Controlling a confounding effect in predictive analysis.
09-04, 16:30–16:45 (UTC), Track 2 (Baroja)

Confounding effects are often present in observational data: the effect or association studied is observed jointly with other effects that are not desired.


For instance, when predicting the salary to offer given the descriptions of professional experience, the risk is to capture indirectly a gender bias present in the distribution of salaries. Another example is found in biomedical applications, where for an automated radiology diagnostic system to be useful, it should use more than socio-demographic information to build its prediction.

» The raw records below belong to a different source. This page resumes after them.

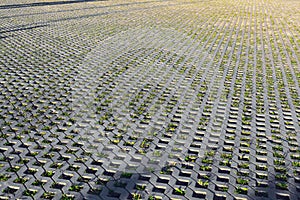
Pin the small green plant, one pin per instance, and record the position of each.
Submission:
(67, 197)
(48, 195)
(76, 188)
(126, 175)
(242, 181)
(48, 173)
(21, 180)
(190, 158)
(242, 190)
(203, 184)
(4, 177)
(136, 196)
(13, 169)
(282, 186)
(29, 192)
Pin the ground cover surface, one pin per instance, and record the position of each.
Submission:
(150, 99)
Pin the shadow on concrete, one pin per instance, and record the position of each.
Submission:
(22, 28)
(51, 3)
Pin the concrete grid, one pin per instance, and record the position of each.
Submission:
(149, 99)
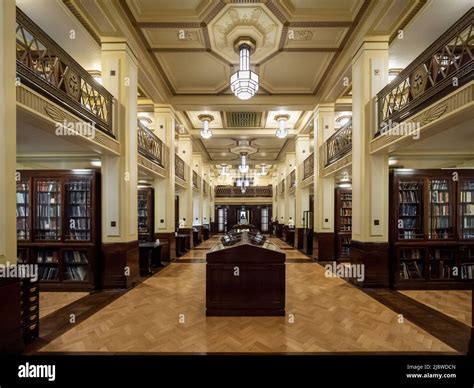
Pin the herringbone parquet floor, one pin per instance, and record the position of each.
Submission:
(166, 313)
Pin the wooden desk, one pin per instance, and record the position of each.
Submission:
(181, 243)
(150, 256)
(245, 279)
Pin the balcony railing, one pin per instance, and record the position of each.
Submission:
(251, 191)
(149, 145)
(444, 66)
(339, 144)
(179, 167)
(308, 167)
(292, 179)
(45, 67)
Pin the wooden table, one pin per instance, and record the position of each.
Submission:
(150, 256)
(181, 243)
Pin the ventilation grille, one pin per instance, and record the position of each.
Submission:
(244, 119)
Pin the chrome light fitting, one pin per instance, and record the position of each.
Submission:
(243, 168)
(244, 82)
(206, 133)
(282, 132)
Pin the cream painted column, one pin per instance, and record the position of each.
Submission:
(185, 152)
(198, 196)
(323, 248)
(301, 194)
(369, 173)
(7, 132)
(119, 173)
(290, 162)
(205, 205)
(165, 188)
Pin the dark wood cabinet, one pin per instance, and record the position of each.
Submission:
(431, 229)
(58, 226)
(245, 279)
(343, 226)
(146, 214)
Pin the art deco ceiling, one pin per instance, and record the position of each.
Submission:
(193, 40)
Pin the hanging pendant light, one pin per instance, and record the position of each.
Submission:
(244, 82)
(282, 132)
(206, 133)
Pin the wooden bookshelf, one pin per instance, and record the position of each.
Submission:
(431, 243)
(343, 227)
(61, 233)
(146, 214)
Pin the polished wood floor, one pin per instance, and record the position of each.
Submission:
(54, 301)
(166, 313)
(456, 304)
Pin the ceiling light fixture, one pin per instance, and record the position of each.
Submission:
(244, 82)
(206, 133)
(282, 132)
(243, 168)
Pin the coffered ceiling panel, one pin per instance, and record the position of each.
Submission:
(207, 74)
(197, 124)
(321, 10)
(166, 38)
(164, 10)
(294, 72)
(315, 37)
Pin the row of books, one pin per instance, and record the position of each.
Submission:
(48, 211)
(467, 271)
(48, 223)
(440, 196)
(411, 270)
(410, 254)
(76, 273)
(409, 186)
(466, 196)
(48, 273)
(78, 235)
(21, 198)
(75, 257)
(78, 185)
(440, 223)
(467, 209)
(439, 184)
(22, 211)
(409, 196)
(408, 209)
(441, 270)
(46, 186)
(78, 198)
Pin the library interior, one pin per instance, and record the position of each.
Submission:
(233, 176)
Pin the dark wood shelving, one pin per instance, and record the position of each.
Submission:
(64, 225)
(433, 252)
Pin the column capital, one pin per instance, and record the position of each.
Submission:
(326, 108)
(372, 43)
(114, 43)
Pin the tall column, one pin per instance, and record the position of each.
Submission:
(301, 194)
(119, 173)
(10, 323)
(7, 134)
(369, 172)
(323, 239)
(165, 217)
(185, 152)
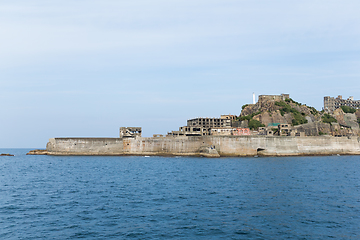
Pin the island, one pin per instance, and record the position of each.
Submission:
(275, 125)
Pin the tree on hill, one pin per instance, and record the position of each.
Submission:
(348, 109)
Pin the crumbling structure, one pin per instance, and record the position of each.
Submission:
(130, 132)
(331, 104)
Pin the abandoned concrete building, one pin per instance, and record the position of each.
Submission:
(209, 122)
(189, 131)
(281, 97)
(130, 132)
(331, 104)
(280, 129)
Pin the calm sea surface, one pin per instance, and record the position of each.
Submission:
(46, 197)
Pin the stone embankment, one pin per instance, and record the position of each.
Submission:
(206, 146)
(6, 154)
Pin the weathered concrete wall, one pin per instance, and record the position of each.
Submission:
(192, 146)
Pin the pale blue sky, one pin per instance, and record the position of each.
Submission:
(86, 68)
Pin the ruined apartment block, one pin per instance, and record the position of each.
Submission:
(331, 104)
(209, 122)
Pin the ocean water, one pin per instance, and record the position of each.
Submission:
(47, 197)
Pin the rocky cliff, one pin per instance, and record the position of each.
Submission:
(301, 117)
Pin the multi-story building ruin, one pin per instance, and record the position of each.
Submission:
(209, 122)
(130, 132)
(282, 97)
(331, 104)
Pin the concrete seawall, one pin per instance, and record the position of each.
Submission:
(206, 146)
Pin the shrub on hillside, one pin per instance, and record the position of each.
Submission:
(255, 124)
(327, 118)
(347, 109)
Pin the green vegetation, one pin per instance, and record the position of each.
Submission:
(290, 100)
(298, 119)
(313, 110)
(327, 118)
(347, 109)
(286, 108)
(255, 124)
(244, 106)
(250, 116)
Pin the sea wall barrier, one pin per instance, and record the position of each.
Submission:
(208, 146)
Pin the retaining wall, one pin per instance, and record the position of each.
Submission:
(191, 146)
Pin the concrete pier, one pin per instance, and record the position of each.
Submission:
(207, 146)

Here I will talk about confounds in predictive models. I will review classic deconfounding techniques developed in a well-established statistical literature, and how they can be adapted to predictive modeling settings. Departing from deconfounding, I will introduce a non-parametric approach –that we named “confound-isolating cross-validation”– adapting cross-validation experiments to measure the performance of a model independently of the confounding effect.

The examples are mentioned in this work are related to the common issues in neuroimage analysis, although the approach is not limited to neuroscience and can be useful in another domains.


Project Homepage / Git

https://github.com/darya-chyzhyk/confound_prediction

Project Homepage / Git Abstract as a tweet

“confound-isolating cross-validation”– adapting cross-validation experiments to measure the performance of a model independently of the confounding effect #nonparametric

Python Skill Level

basic

Domain Expertise

none

Domains

Machine Learning, Medicine/Health, Statistics

I’m Darya, researcher in artificial intelligence and machine learning, in particular feature selection, clustering, pattern recognition, segmentation and statistical analysis. During the last years I have been working on computer aided diagnostic systems for brain diseases that allow identification of the anatomical location of image biomarkers, lesion segmentation and phenotype prediction.